The hair tie. A marvelous invention. In 1958 the modern hair tie was born when the Hook Brown Company attached blended fabric to the ring and patented the “elastic loop fastener,” a necessary upgrade from the classic elastic band. This convenient invention has many functional uses, including but not limited to: keeping your hair out of your face when you’re doing a cartwheel, running a marathon, or taking a math test.
A hair tie is especially useful when you are the protagonist in an action movie where you are simultaneously saving the world from the antagonist with a tragic “went mad with power” backstory and rescuing your family, the love of your life, or dog from certain doom. You’ve probably just jumped from someplace very high off the ground, hurt your ankles and given yourself permanent knee pain because you’re most definitely wearing sandals or some sort of shoe with a heel (or both) while single-handedly fighting your way through a group of highly trained assassins or persistent underpaid henchmen with your only weapon being an ancestral sword or a gun that somehow never runs out of bullets and you could be doing great if only your hair wasn’t in your goddamn face.
Not every action movie character with long hair falls victim to this plight; the problem only arises when the character is put in a situation where their long hair puts them at a disadvantage. Now, they may not have a hair tie for a conceivable plot related reason. For example, they have a time crunch and can’t reach for one, they don’t have access to one at that moment, or hair ties don’t exist in their universe. However, a lot of the time it feels like an oversight on the part of the director or filmmaker and either overlooked as an unimportant detail, or as a deliberate choice that was made as part of an effort to sexualize a female character and appeal to a straight male audience. Although not all characters with long hair are women, but a lot of them are, especially if they’re being sexualized. Adam Souza, the video production teacher and yearbook adviser at Franklin High School, points out an example often used in film: “There is always that stereotypical slow motion hair flip you see being parodied over and over.”

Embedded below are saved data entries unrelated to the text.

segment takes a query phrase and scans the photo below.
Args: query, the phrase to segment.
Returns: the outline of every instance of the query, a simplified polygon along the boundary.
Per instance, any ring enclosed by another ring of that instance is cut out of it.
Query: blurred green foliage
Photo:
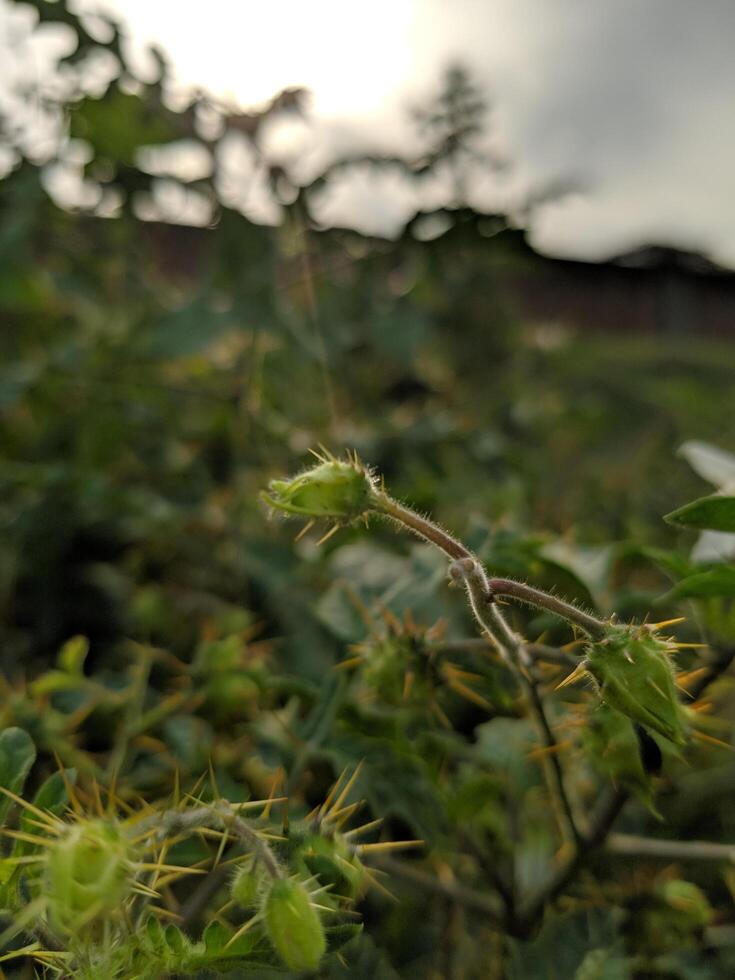
[[[430,857],[412,867],[482,890],[498,879],[538,886],[556,841],[534,735],[501,668],[461,646],[473,628],[443,560],[384,527],[294,545],[264,520],[258,493],[311,446],[354,447],[498,574],[603,615],[683,610],[681,637],[726,657],[733,570],[693,562],[692,532],[661,516],[703,492],[674,458],[680,443],[735,446],[732,346],[522,322],[507,274],[542,260],[502,216],[486,237],[488,217],[461,200],[431,241],[413,225],[391,242],[318,228],[310,195],[365,160],[299,187],[263,158],[261,127],[302,111],[300,93],[252,113],[203,96],[175,111],[160,56],[157,80],[135,80],[117,29],[99,41],[63,3],[32,6],[75,31],[67,67],[80,78],[100,48],[117,59],[101,97],[72,86],[56,107],[88,144],[85,177],[117,209],[59,208],[29,159],[0,183],[0,783],[15,791],[30,772],[29,786],[48,787],[58,759],[79,778],[114,777],[123,799],[153,801],[175,778],[191,789],[211,763],[228,799],[280,785],[298,817],[363,761],[365,819],[382,817],[387,838],[427,842]],[[461,191],[481,107],[464,75],[452,79],[459,94],[417,117],[434,127],[426,158],[370,166],[421,180],[449,160]],[[187,138],[214,159],[233,133],[262,159],[280,225],[222,203],[216,171],[179,182],[211,207],[208,227],[140,219],[136,200],[160,180],[142,168],[141,147]],[[708,500],[672,520],[731,531],[732,497]],[[532,640],[570,639],[545,615],[514,617]],[[442,643],[460,644],[451,664]],[[350,644],[363,666],[335,670],[355,656]],[[711,734],[727,739],[731,684],[713,696]],[[583,715],[574,696],[570,711]],[[600,767],[583,740],[574,752],[590,803]],[[626,778],[645,775],[631,763]],[[625,826],[733,840],[734,786],[731,757],[697,747],[660,781],[665,823],[646,807],[646,786]],[[399,901],[367,892],[364,933],[321,975],[709,980],[735,970],[735,879],[719,865],[603,853],[536,935],[516,938],[410,876],[384,881]],[[171,906],[185,901],[174,888]],[[187,920],[197,941],[207,916]],[[201,949],[223,946],[212,928]],[[162,930],[150,941],[168,942]],[[27,963],[14,969],[33,975]]]

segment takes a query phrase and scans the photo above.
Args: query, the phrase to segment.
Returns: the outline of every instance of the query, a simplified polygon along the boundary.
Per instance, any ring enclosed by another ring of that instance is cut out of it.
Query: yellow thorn
[[[322,803],[322,805],[320,807],[316,807],[316,810],[319,813],[319,816],[320,817],[323,817],[324,814],[329,809],[329,807],[330,807],[330,805],[332,803],[332,800],[334,799],[334,797],[335,797],[335,795],[337,793],[337,790],[339,788],[339,785],[340,785],[340,783],[342,782],[342,780],[344,779],[344,777],[346,775],[347,775],[347,766],[345,766],[345,768],[342,770],[342,772],[339,774],[339,776],[337,776],[337,779],[335,780],[335,782],[332,783],[332,787],[329,790],[329,792],[327,793],[326,799],[324,800],[324,802]],[[309,816],[311,816],[311,814]]]
[[[349,670],[350,667],[357,667],[364,660],[364,657],[348,657],[347,660],[340,660],[338,664],[335,664],[332,670]]]
[[[97,782],[96,779],[92,780],[92,791],[94,793],[94,803],[95,806],[97,807],[97,813],[101,817],[104,817],[105,808],[102,806],[102,795],[100,793],[100,784]]]
[[[316,545],[317,545],[317,548],[319,547],[319,545],[322,545],[322,544],[325,544],[325,542],[327,542],[327,541],[329,541],[329,539],[330,539],[331,537],[333,537],[333,536],[334,536],[334,535],[335,535],[335,534],[337,533],[337,531],[339,531],[339,528],[340,528],[340,525],[339,525],[339,524],[333,524],[333,525],[332,525],[332,526],[330,527],[330,529],[329,529],[329,530],[327,531],[327,533],[326,533],[326,534],[323,534],[323,535],[322,535],[322,536],[321,536],[321,537],[319,538],[319,540],[318,540],[318,541],[317,541],[317,543],[316,543]]]
[[[136,881],[132,889],[137,895],[143,895],[147,898],[160,898],[161,893],[157,892],[154,888],[149,888],[148,885],[144,885],[142,881]]]
[[[581,677],[584,677],[586,673],[587,668],[585,667],[584,663],[581,663],[578,667],[575,667],[571,674],[568,674],[560,684],[557,684],[554,690],[561,691],[563,687],[568,687],[570,684],[574,684]]]
[[[58,757],[58,755],[55,752],[54,752],[54,758],[56,759],[56,765],[59,767],[59,772],[61,773],[61,779],[64,783],[64,789],[66,790],[66,795],[69,797],[69,804],[72,810],[76,813],[76,815],[78,817],[81,817],[84,814],[84,808],[79,802],[79,798],[74,791],[74,787],[72,786],[69,777],[66,775],[66,769],[64,768],[64,766],[62,766],[61,759]]]
[[[715,738],[714,735],[707,735],[706,732],[696,730],[692,731],[692,735],[698,738],[700,742],[709,742],[710,745],[718,745],[721,749],[727,749],[728,752],[735,752],[735,748],[729,742],[723,742],[721,739]]]
[[[358,764],[357,764],[357,766],[355,768],[355,771],[352,773],[352,775],[350,776],[350,778],[347,781],[347,785],[342,790],[342,792],[339,794],[339,796],[337,797],[337,799],[334,801],[334,806],[332,807],[332,809],[330,811],[331,813],[334,813],[335,811],[339,810],[339,808],[342,806],[342,804],[344,803],[344,801],[347,799],[347,794],[350,792],[350,790],[352,789],[352,787],[355,785],[355,781],[357,780],[357,777],[360,775],[360,770],[361,769],[362,769],[362,762],[358,762]]]
[[[315,524],[316,521],[314,520],[314,518],[312,518],[310,521],[307,521],[306,524],[304,524],[304,526],[301,528],[299,533],[296,535],[296,537],[293,539],[293,543],[296,544],[297,542],[299,542],[305,534],[309,533],[309,531],[314,527]]]
[[[262,915],[254,915],[252,919],[248,919],[245,925],[240,926],[240,928],[237,930],[236,933],[234,933],[234,935],[230,938],[230,940],[227,943],[225,943],[225,949],[228,949],[230,946],[232,946],[233,943],[237,942],[240,936],[244,936],[245,933],[248,931],[248,929],[252,929],[252,927],[257,922],[260,922],[262,918],[263,918]]]
[[[676,626],[677,623],[685,623],[686,616],[677,616],[675,619],[664,619],[660,623],[649,623],[652,630],[662,630],[667,626]]]
[[[287,796],[273,796],[267,800],[246,800],[244,803],[231,803],[230,806],[233,810],[254,810],[256,806],[264,806],[270,803],[273,806],[274,803],[287,803]]]
[[[382,892],[382,894],[385,895],[386,898],[389,898],[392,902],[397,902],[398,899],[393,894],[393,892],[388,891],[388,889],[385,887],[385,885],[382,884],[382,882],[378,881],[378,879],[375,877],[375,873],[374,872],[375,872],[375,869],[374,868],[371,868],[371,869],[364,868],[363,869],[363,874],[365,875],[365,877],[367,878],[367,880],[370,882],[370,884],[373,886],[373,888],[376,888],[379,892]]]
[[[416,675],[412,670],[407,670],[403,676],[403,700],[408,701],[411,694],[411,688],[413,687],[413,682],[416,680]]]
[[[326,819],[330,823],[334,823],[337,827],[341,827],[342,824],[346,823],[353,813],[356,813],[361,806],[365,803],[364,800],[360,800],[357,803],[350,803],[349,806],[342,807],[341,810],[332,809],[326,816]]]
[[[212,787],[212,796],[215,800],[222,799],[222,794],[219,791],[219,786],[217,785],[217,777],[214,774],[214,766],[212,765],[212,757],[209,757],[209,785]]]
[[[363,834],[367,834],[368,831],[374,830],[375,827],[379,827],[383,822],[382,817],[378,817],[377,820],[371,820],[369,823],[364,823],[361,827],[355,827],[354,830],[348,830],[342,836],[350,840],[352,837],[361,837]]]
[[[441,724],[444,726],[444,728],[446,728],[447,731],[451,731],[452,723],[447,718],[446,714],[442,711],[442,709],[439,707],[439,705],[436,703],[436,701],[432,701],[431,704],[430,704],[430,707],[431,707],[431,710],[434,712],[434,714],[439,719],[439,721],[441,722]]]
[[[273,780],[273,785],[271,786],[271,791],[270,791],[270,793],[268,795],[268,802],[263,807],[263,812],[260,815],[261,816],[261,819],[263,819],[263,820],[267,820],[270,817],[270,815],[271,815],[271,809],[272,809],[273,804],[275,802],[276,786],[280,785],[282,776],[283,776],[283,774],[280,771],[278,773],[276,773],[276,777]]]
[[[140,871],[173,871],[182,875],[205,875],[205,868],[186,868],[179,864],[159,864],[157,861],[143,861],[136,863],[136,868]]]
[[[377,851],[403,851],[410,847],[423,847],[425,843],[423,840],[386,840],[378,844],[359,844],[356,850],[358,854],[375,854]]]
[[[708,667],[695,667],[694,670],[688,670],[684,674],[679,674],[676,678],[676,681],[679,687],[683,691],[685,691],[687,684],[691,683],[691,681],[696,680],[698,677],[701,677],[702,674],[706,674],[708,670],[709,670]]]
[[[531,749],[527,753],[528,759],[543,759],[547,756],[554,755],[556,752],[563,752],[571,746],[570,741],[556,742],[554,745],[539,745],[538,748]]]
[[[467,687],[467,685],[463,684],[462,681],[455,678],[449,682],[449,686],[466,701],[470,701],[472,704],[476,704],[480,708],[485,708],[487,711],[492,708],[489,701],[487,701],[481,694],[478,694],[477,691],[473,691],[471,687]]]
[[[3,837],[12,837],[13,840],[26,841],[28,844],[37,844],[39,847],[50,847],[54,841],[48,839],[48,837],[37,837],[36,834],[26,834],[22,830],[0,830],[0,834]]]
[[[6,789],[4,786],[0,786],[0,793],[5,793],[6,796],[17,803],[19,806],[24,807],[29,813],[35,813],[39,820],[42,820],[44,824],[51,829],[56,829],[56,827],[62,823],[61,820],[57,820],[56,817],[52,816],[50,813],[46,813],[44,810],[39,809],[39,807],[34,806],[33,803],[29,803],[28,800],[24,800],[22,796],[18,796],[13,793],[12,790]]]
[[[661,690],[661,688],[658,686],[658,684],[652,677],[647,677],[646,682],[651,685],[651,687],[654,689],[654,691],[656,691],[657,694],[660,694],[662,698],[666,698],[666,695],[664,694],[664,692]]]
[[[569,643],[565,643],[563,647],[559,647],[565,653],[569,650],[574,650],[575,647],[583,647],[589,643],[589,640],[570,640]]]

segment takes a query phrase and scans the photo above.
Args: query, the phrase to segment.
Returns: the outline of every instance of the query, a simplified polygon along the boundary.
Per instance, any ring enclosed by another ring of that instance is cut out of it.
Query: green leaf
[[[677,582],[663,599],[705,599],[712,596],[735,596],[735,568],[732,565],[720,565],[689,575]]]
[[[667,514],[664,520],[709,531],[735,531],[735,497],[722,494],[700,497]]]
[[[28,732],[22,728],[6,728],[0,734],[0,786],[19,796],[35,760],[36,747]],[[3,824],[10,802],[3,794],[0,799],[0,822]]]
[[[61,650],[57,663],[61,670],[69,674],[81,674],[84,661],[89,653],[89,640],[86,636],[73,636]]]

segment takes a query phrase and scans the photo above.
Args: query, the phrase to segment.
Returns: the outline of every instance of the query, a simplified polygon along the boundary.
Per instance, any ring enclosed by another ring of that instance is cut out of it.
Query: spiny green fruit
[[[130,845],[109,820],[80,820],[50,847],[44,893],[53,928],[79,933],[120,906],[130,895]]]
[[[370,471],[355,457],[322,459],[290,480],[271,480],[263,499],[275,510],[327,517],[349,524],[371,509],[375,491]]]
[[[684,745],[688,728],[671,660],[674,644],[648,625],[612,624],[590,644],[583,667],[611,708]]]
[[[277,879],[266,894],[263,913],[268,938],[289,970],[315,970],[327,941],[305,886],[295,878]]]

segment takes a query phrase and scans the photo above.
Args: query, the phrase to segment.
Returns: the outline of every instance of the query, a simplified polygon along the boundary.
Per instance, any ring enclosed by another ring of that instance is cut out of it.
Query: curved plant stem
[[[467,637],[464,640],[434,640],[429,646],[440,653],[481,653],[487,650],[488,640],[481,636]],[[526,650],[534,662],[556,664],[560,667],[578,667],[580,657],[559,647],[548,646],[546,643],[526,643]]]
[[[515,582],[509,578],[491,578],[488,579],[487,584],[493,595],[510,596],[512,599],[518,599],[519,602],[528,603],[528,605],[536,606],[538,609],[546,609],[561,619],[566,619],[572,625],[579,626],[593,639],[601,639],[605,635],[607,623],[582,609],[578,609],[570,602],[557,598],[555,595],[550,595],[548,592],[542,592],[540,589],[534,589],[530,585]]]
[[[467,598],[475,614],[475,619],[496,646],[526,695],[529,711],[536,722],[547,750],[544,753],[544,769],[562,833],[570,843],[578,842],[580,835],[564,786],[561,763],[558,758],[558,744],[549,724],[536,680],[533,677],[532,658],[521,638],[508,626],[501,611],[493,604],[492,593],[482,565],[461,541],[453,538],[451,534],[428,518],[422,517],[421,514],[417,514],[403,504],[399,504],[384,491],[375,492],[373,509],[413,531],[425,541],[436,545],[448,558],[452,559],[450,574],[456,580],[464,581]]]
[[[417,514],[415,510],[411,510],[409,507],[404,507],[403,504],[399,504],[397,500],[393,500],[389,497],[387,493],[383,491],[376,491],[373,498],[373,510],[382,514],[384,517],[389,517],[400,524],[402,527],[408,528],[417,534],[424,541],[429,541],[439,548],[447,558],[452,558],[456,561],[458,558],[472,558],[472,552],[469,548],[465,548],[461,541],[457,541],[453,538],[451,534],[448,534],[443,528],[439,527],[433,521],[430,521],[427,517],[422,517],[421,514]]]

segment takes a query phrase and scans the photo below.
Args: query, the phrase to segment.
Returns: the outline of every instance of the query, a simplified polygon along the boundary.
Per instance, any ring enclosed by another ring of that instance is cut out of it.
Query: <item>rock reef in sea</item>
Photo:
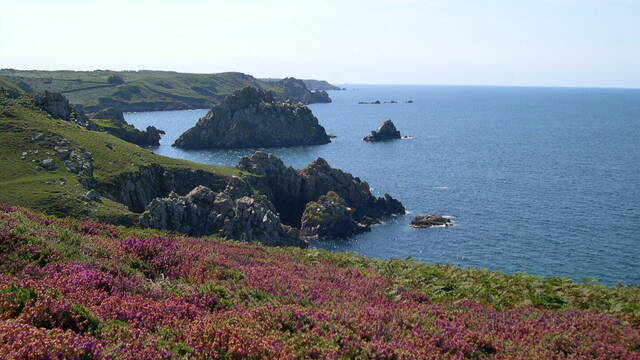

Popular action movies, especially superhero movies, put their long haired protagonists in situations like this all the time; take “Avengers: Endgame” for example. Apart from a couple of exceptions, female heroes in the film either were bald (which is also a very practical hairstyle for an action movie character) or they wore their hair down. In “Wonder Woman,” Diana Prince (Gal Gadot) runs through an active war zone only half covered in armor, which is a whole other problem in itself, with only a shield to protect her, and her hair loose around her face. You would think these characters could benefit from their hair out of their eyes while fighting for their lives, but that could just be me.
Although an onslaught of film does fuel the examples of a lack of hair ties, more recent media have started to change the narrative. In fact, one movie in particular inspired the topic of this article: “Birds of Prey: And the Fantabulous Emancipation of One Harley Quinn.” The movie was great for a number of reasons but caught my attention for one in particular. During the climax of the movie, Black Canary (Jurnee Smollett-Bell) is struggling to fight with her hair in her face and Harley Quinn (Margot Robbie) offers her a hair tie. This scene was short but it effectively brought notice to a problem and solved it all in one swoop. It was practical, realistic (as much as a superhero movie can be), and portrayed women as human people with human problems.
“Birds of Prey” should be the norm, not the exception.“We need to examine the stories we tell,” says Souza. “We need to humanize our female characters and stop exploiting them to sell a sexualized version of them. We need a new generation of filmmakers who want to tackle life’s stories and tell the reality of humanity. Especially if films are being marketed to children.” It’s not enough just to have women represented in film, you have to portray them as people too, and it may seem trivial, but that means giving them hair ties.